HAMILTON, Bermuda (Reuters) - Emirates Team New Zealand made a flying start in the America's Cup final with two wins over Oracle Team USA which left the Kiwis 1-0 ahead after the first day of racing in Bermuda's Great Sound on Saturday.
The New Zealand team's double victory erased a one-point advantage the U.S. team earned in an earlier regatta and gave them an early lead as they showed superior speed over the defending champions in the opening races.
"We were far from our best today .... we need to sharpen up and that's what we'll focus on tonight, Oracle skipper Jimmy Spithill told a news conference.
The two wins gave New Zealand a psychological boost as the Kiwis try to win the "Auld Mug" back after losing to Oracle in San Francisco in 2013.
"Day one is massive, it’s the most important day, if someone comes out with a speed advantage, psychologically that’s huge for the rest of the series," said Ben Ainslie, skipper of Land Rover BAR at a morning briefing.
The first direct comparison of the 50-foot catamaran's performance has been much anticipated in the first-to-seven competition. Both teams have modified their boats and the two light wind duels showed the Kiwis' pace.
Peter Burling, 26, the helmsman of Emirates Team New Zealand won both of the starts against Jimmy Spithill, despite having less match racing experience, which has earned the Kiwi team a reputation as underdogs.
"It was fantastic to win both starts, I'm really happy for the guys," New Zealand skipper Glenn Ashby said.
In light easterly winds, the New Zealand team's foils, which lift the boat out of the water at speed, appeared to be more efficient, consolidating the Kiwis' reputation as light wind specialists.
Oracle Team USA were over the line in the first start, allowing New Zealand to gain an advantage and extend their lead during the race, despite an uncomfortable moment at the last mark, when the Kiwis came off their foils.
"I'm not happy with how we sailed today, even though we've got two points on the board," Burling said.
The second race saw a tense start, which was also won by New Zealand. The Kiwis led for much of the race, despite Oracle closing to three seconds after a wind shift put them back in touch.
Oracle fell back, however, allowing the New Zealand team to secure their second win.
After going into the competition one point down, the New Zealanders needed to win eight races to win the America's Cup, the world's oldest international sporting competition.
A win by the Kiwis would deny the U.S. crew their third successive win.

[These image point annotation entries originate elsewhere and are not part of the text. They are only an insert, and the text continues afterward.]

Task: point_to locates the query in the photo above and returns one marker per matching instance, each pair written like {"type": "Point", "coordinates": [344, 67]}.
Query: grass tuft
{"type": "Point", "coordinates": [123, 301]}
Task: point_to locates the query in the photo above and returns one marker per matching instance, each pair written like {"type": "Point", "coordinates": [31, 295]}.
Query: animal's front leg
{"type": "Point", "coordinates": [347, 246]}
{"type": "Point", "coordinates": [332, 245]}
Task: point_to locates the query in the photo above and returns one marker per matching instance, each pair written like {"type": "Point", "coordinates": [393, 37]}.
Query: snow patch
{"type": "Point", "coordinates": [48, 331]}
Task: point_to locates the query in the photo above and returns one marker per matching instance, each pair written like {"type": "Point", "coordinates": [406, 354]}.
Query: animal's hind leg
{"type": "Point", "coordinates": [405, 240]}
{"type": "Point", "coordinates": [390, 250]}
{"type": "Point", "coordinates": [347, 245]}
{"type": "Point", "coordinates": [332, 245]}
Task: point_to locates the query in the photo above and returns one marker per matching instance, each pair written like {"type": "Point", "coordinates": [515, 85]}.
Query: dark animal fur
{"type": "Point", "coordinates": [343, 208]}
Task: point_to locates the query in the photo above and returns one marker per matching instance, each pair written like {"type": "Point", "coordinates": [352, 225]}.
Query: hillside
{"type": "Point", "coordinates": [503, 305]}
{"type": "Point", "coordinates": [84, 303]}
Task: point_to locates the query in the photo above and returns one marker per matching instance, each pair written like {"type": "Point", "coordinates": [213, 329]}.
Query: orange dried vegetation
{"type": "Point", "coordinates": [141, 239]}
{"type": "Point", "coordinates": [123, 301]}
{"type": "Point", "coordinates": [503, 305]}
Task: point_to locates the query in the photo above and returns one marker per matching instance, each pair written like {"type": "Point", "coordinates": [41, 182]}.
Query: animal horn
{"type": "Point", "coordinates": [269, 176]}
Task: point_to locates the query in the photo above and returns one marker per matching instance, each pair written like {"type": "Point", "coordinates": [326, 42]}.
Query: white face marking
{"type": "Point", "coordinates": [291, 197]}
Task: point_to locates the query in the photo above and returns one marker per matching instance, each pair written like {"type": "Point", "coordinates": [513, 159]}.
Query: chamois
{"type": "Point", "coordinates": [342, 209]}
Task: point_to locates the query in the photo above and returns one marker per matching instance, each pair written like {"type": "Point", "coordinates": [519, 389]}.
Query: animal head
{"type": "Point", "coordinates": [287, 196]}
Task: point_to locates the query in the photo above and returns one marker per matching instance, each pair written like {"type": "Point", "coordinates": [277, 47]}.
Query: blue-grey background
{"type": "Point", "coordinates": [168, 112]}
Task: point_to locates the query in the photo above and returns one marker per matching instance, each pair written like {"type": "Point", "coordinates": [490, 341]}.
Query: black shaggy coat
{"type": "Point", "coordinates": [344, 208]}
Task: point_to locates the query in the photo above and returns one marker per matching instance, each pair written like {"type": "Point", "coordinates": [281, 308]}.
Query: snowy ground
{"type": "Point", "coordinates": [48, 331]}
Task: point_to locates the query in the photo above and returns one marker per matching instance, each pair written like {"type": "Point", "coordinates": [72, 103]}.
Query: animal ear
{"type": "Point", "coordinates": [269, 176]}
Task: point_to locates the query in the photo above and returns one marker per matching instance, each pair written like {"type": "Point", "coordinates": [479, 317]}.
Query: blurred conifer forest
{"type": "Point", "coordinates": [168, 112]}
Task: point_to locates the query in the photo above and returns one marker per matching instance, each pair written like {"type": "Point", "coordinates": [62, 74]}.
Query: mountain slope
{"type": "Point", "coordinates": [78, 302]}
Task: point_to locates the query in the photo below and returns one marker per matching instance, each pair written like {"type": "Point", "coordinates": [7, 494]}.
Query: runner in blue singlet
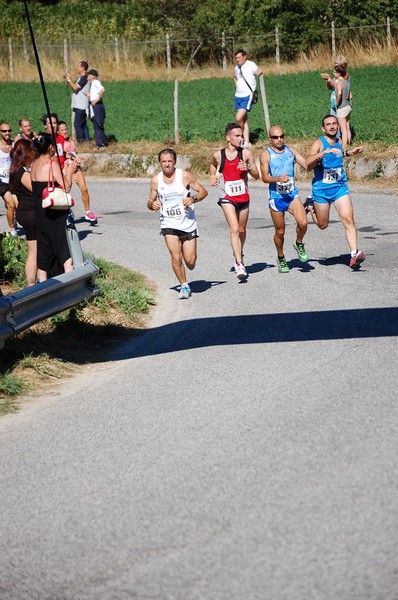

The New Zealanders have massive support at home, where sailing is a national sport.
“Oracle is a multinational team and they’re not wearing their heart on their sleeve perhaps as much as the Kiwis and when it gets to those key moments when its all on the line, who is going to be more motivated to win it?," Ainslie said.
The New Zealanders are well aware that it is possible not to win the America's Cup despite an early advantage, after being 8-1 up in San Francisco four years ago before losing to Oracle.